1.    A troca do criptoativo original (detido há mais de 365 dias) pela "stablecoin" é uma alienação onerosa. A mais-valia gerada nesta operação está excluída de tributação, nos termos do n.º 19 do artigo 10.º do CIRS.

2.    A "stablecoin" é um novo ativo. O seu valor de aquisição corresponde ao seu valor de mercado (em euros) à data em que foi recebida em troca, e o seu prazo de detenção inicia-se nessa mesma data.

3.    A venda imediata da "stablecoin" por euros constitui uma segunda alienação. Uma vez que este ativo foi detido por menos de 365 dias, o resultado desta operação é relevante para IRS. Na prática, esta transação gerará tipicamente uma perda fiscal de curto prazo (devido a comissões e variações de paridade), cujo saldo negativo pode ser reportado e deduzido a mais-valias da mesma natureza nos cinco anos seguintes, mediante englobamento (artigo 55.º, n.º 1, alínea d) do CIRS).

Quais os riscos práticos desta interpretação da AT?

Ainda que a solução da AT pretenda ser pragmática, a criação de conceitos sem base legal gera enorme insegurança jurídica. Desde logo, a noção de “conversão técnica” “imediata” para “stablecoins” suscita uma avaliação factual: quanto tempo é imediato? Em que condições se considera que uma permuta foi “apenas para viabilizar” a alienação em moeda fiduciária?  Estas questões, que a lei não coloca, ficariam sujeitas à livre apreciação da AT em cada caso, transferindo para o contribuinte um ónus de prova complexo e desnecessário.

Conclusão: Segurança Jurídica vs. “Pragmatismo Fiscal”

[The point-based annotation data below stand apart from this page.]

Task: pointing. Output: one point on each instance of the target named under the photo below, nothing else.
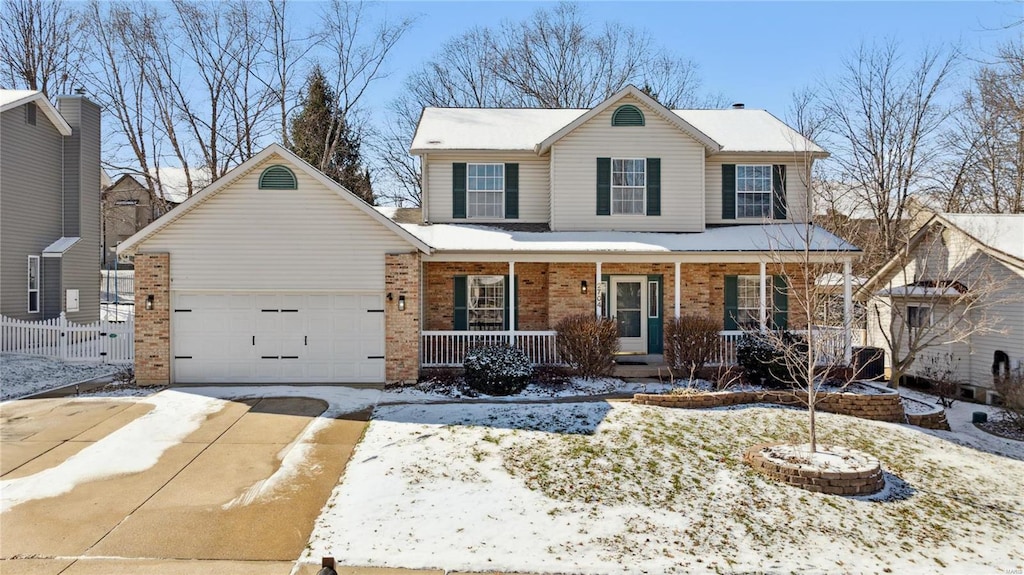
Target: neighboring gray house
(49, 207)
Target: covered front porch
(470, 301)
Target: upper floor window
(485, 190)
(278, 177)
(33, 283)
(627, 116)
(754, 191)
(629, 185)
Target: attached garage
(273, 273)
(278, 338)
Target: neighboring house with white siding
(628, 210)
(957, 293)
(49, 207)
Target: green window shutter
(731, 302)
(627, 116)
(728, 191)
(655, 334)
(506, 319)
(458, 190)
(512, 190)
(653, 186)
(603, 186)
(780, 302)
(778, 189)
(278, 177)
(461, 299)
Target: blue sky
(755, 52)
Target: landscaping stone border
(882, 407)
(804, 477)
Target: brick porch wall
(549, 293)
(153, 327)
(401, 348)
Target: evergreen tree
(321, 135)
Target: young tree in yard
(322, 136)
(41, 46)
(938, 291)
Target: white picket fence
(103, 342)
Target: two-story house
(49, 207)
(628, 210)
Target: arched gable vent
(278, 177)
(627, 116)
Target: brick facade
(401, 348)
(153, 327)
(549, 293)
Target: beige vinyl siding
(534, 183)
(246, 238)
(574, 169)
(796, 184)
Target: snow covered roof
(462, 237)
(10, 99)
(58, 248)
(999, 231)
(523, 129)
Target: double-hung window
(629, 185)
(754, 191)
(486, 303)
(485, 190)
(749, 301)
(33, 283)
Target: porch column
(847, 314)
(512, 303)
(763, 311)
(677, 291)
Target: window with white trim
(629, 185)
(754, 193)
(485, 190)
(748, 301)
(33, 283)
(919, 316)
(486, 303)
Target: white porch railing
(449, 349)
(104, 342)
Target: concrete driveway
(192, 511)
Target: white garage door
(270, 338)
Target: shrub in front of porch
(768, 358)
(588, 345)
(498, 369)
(690, 342)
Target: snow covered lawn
(27, 374)
(620, 488)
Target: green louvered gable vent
(278, 177)
(627, 116)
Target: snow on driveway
(616, 488)
(28, 374)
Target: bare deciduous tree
(40, 46)
(884, 121)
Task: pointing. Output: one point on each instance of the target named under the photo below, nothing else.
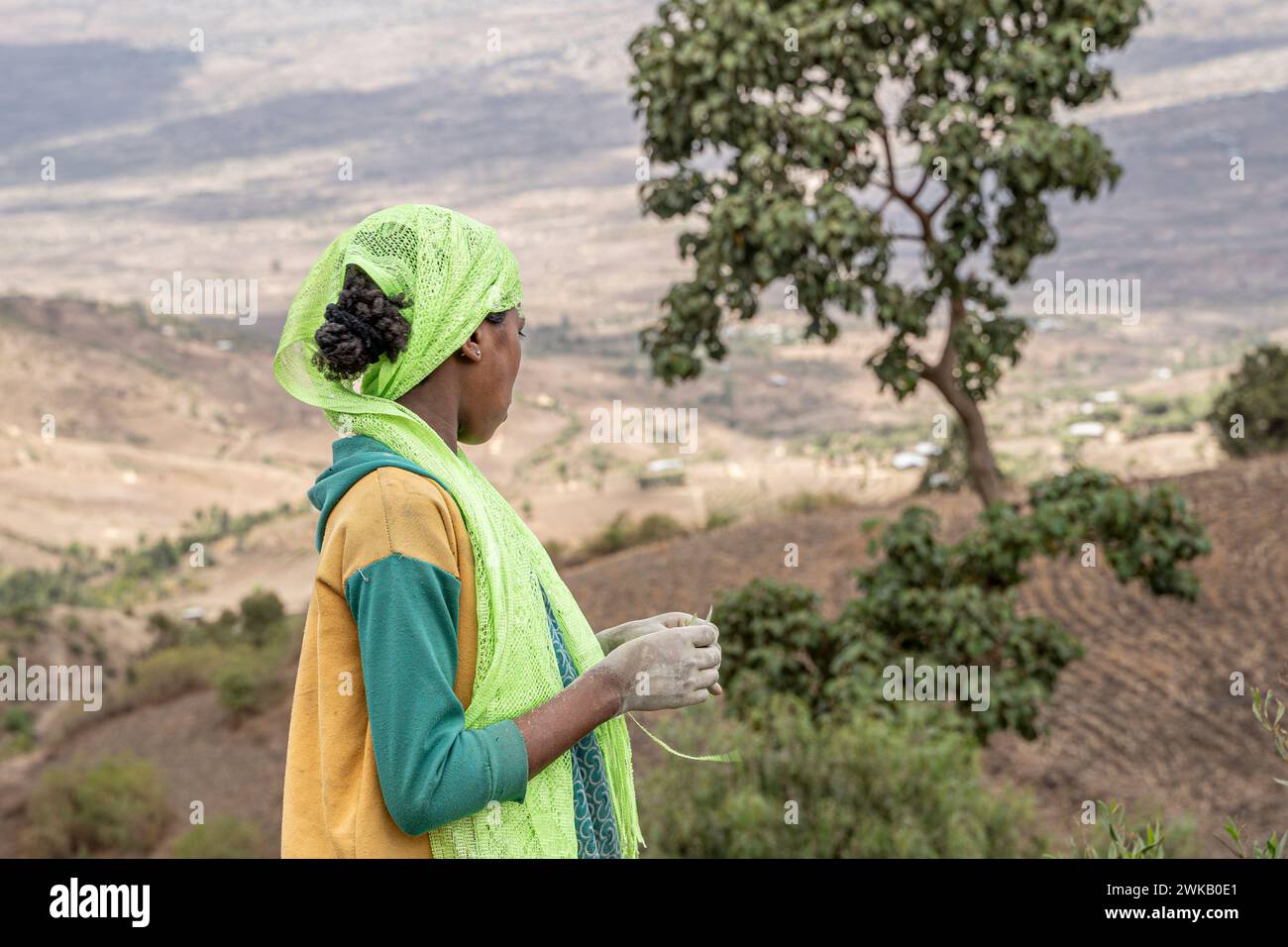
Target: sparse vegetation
(85, 578)
(1250, 415)
(115, 806)
(224, 836)
(850, 785)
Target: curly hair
(361, 326)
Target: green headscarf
(454, 270)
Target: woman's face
(493, 355)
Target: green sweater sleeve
(432, 770)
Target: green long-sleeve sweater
(393, 615)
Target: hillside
(1144, 716)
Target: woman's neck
(438, 405)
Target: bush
(263, 617)
(952, 604)
(246, 682)
(117, 806)
(1257, 393)
(224, 836)
(170, 673)
(863, 787)
(17, 732)
(1111, 838)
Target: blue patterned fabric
(592, 805)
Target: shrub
(117, 805)
(952, 604)
(1257, 393)
(1112, 838)
(170, 673)
(861, 787)
(224, 836)
(246, 682)
(263, 617)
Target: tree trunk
(984, 475)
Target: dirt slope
(1144, 716)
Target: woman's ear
(472, 351)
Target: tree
(785, 125)
(1250, 414)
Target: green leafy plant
(1116, 840)
(117, 805)
(224, 836)
(1257, 393)
(809, 140)
(849, 787)
(953, 603)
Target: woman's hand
(673, 667)
(617, 635)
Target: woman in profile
(451, 699)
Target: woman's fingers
(708, 656)
(702, 634)
(706, 678)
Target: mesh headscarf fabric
(454, 270)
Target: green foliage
(1257, 393)
(857, 785)
(85, 578)
(168, 673)
(117, 806)
(17, 731)
(1269, 711)
(1113, 839)
(767, 118)
(224, 836)
(246, 682)
(263, 616)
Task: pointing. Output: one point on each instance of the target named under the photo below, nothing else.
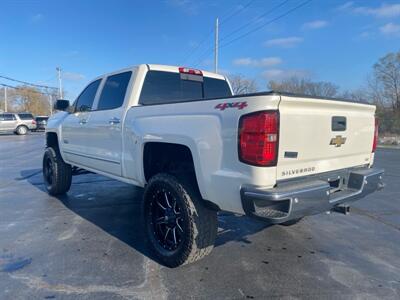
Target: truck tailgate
(318, 135)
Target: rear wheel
(21, 130)
(57, 174)
(180, 229)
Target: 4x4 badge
(238, 105)
(338, 141)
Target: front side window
(85, 100)
(114, 90)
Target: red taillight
(258, 138)
(190, 71)
(375, 143)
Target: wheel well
(167, 158)
(52, 140)
(173, 159)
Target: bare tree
(29, 99)
(241, 85)
(384, 85)
(304, 86)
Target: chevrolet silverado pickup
(197, 149)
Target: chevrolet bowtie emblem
(338, 141)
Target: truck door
(104, 127)
(74, 132)
(8, 122)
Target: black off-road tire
(21, 130)
(58, 182)
(199, 223)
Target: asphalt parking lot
(89, 244)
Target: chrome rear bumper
(303, 197)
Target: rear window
(164, 87)
(25, 116)
(7, 117)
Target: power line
(236, 12)
(267, 23)
(254, 20)
(28, 83)
(19, 88)
(224, 19)
(207, 52)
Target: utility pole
(51, 104)
(5, 99)
(59, 82)
(216, 47)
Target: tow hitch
(343, 209)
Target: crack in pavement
(151, 288)
(362, 212)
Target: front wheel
(57, 175)
(180, 229)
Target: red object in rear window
(190, 71)
(375, 142)
(258, 138)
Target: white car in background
(19, 123)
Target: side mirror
(61, 105)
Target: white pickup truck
(197, 149)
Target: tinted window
(163, 87)
(114, 91)
(7, 117)
(42, 118)
(25, 116)
(86, 98)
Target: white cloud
(317, 24)
(263, 62)
(346, 5)
(279, 74)
(390, 29)
(284, 42)
(384, 11)
(37, 18)
(189, 7)
(73, 76)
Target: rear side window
(7, 117)
(42, 118)
(86, 98)
(25, 116)
(114, 90)
(164, 87)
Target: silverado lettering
(298, 171)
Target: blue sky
(330, 40)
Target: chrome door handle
(114, 121)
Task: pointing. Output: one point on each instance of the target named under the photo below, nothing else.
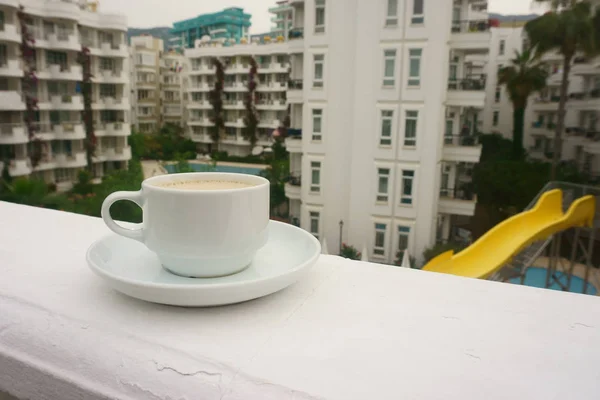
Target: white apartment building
(384, 105)
(145, 73)
(276, 98)
(581, 138)
(173, 83)
(60, 29)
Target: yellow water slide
(496, 248)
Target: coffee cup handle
(131, 233)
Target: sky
(151, 13)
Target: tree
(276, 174)
(524, 77)
(570, 28)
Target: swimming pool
(218, 168)
(536, 277)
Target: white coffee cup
(199, 233)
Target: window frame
(409, 117)
(418, 18)
(317, 114)
(391, 19)
(314, 217)
(318, 61)
(389, 81)
(315, 166)
(414, 81)
(380, 232)
(383, 197)
(407, 199)
(383, 139)
(320, 11)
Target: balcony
(546, 103)
(294, 94)
(460, 148)
(585, 101)
(230, 104)
(293, 188)
(61, 72)
(199, 87)
(13, 133)
(270, 104)
(63, 40)
(64, 102)
(108, 49)
(116, 154)
(235, 87)
(200, 121)
(202, 70)
(469, 92)
(201, 104)
(111, 103)
(457, 202)
(11, 100)
(19, 167)
(470, 35)
(46, 163)
(73, 160)
(10, 67)
(69, 130)
(9, 33)
(111, 76)
(272, 86)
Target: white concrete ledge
(351, 330)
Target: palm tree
(524, 77)
(569, 29)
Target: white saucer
(129, 267)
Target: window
(319, 16)
(145, 94)
(392, 13)
(315, 178)
(406, 195)
(62, 175)
(379, 245)
(414, 73)
(314, 223)
(107, 63)
(107, 90)
(57, 58)
(418, 15)
(383, 180)
(389, 65)
(410, 128)
(403, 235)
(317, 125)
(386, 128)
(319, 60)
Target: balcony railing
(470, 26)
(294, 133)
(458, 194)
(472, 83)
(296, 33)
(295, 84)
(461, 140)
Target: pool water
(218, 168)
(536, 277)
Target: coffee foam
(204, 185)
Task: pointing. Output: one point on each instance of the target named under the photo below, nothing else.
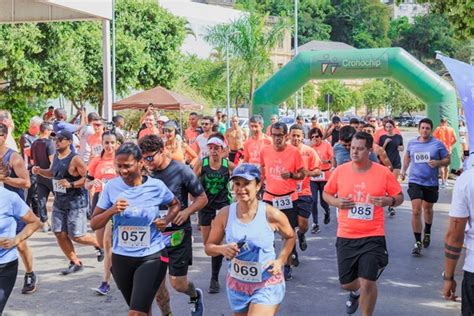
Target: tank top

Em suma, a aplicação estrita do Código do IRS não só é a abordagem juridicamente mais segura para a tributação de criptoativos, como se revela fiscalmente mais eficiente, ao permitir a cristalização de uma perda fiscal reportável. A interpretação veiculada pela AT nesta Informação Vinculativa sobre a “conversão técnica” de criptoativos, além de não vinculativa para outros contribuintes, introduz critérios subjetivos e um ónus de prova desnecessário na tributação de mais-valias. Em qualquer caso, é fundamental analisar o caso concreto e perceber que implicações fiscais esta interpretação pode ter para os investidores em criptoativos e qual a documentação de suporte necessária para cada passo da operação em análise.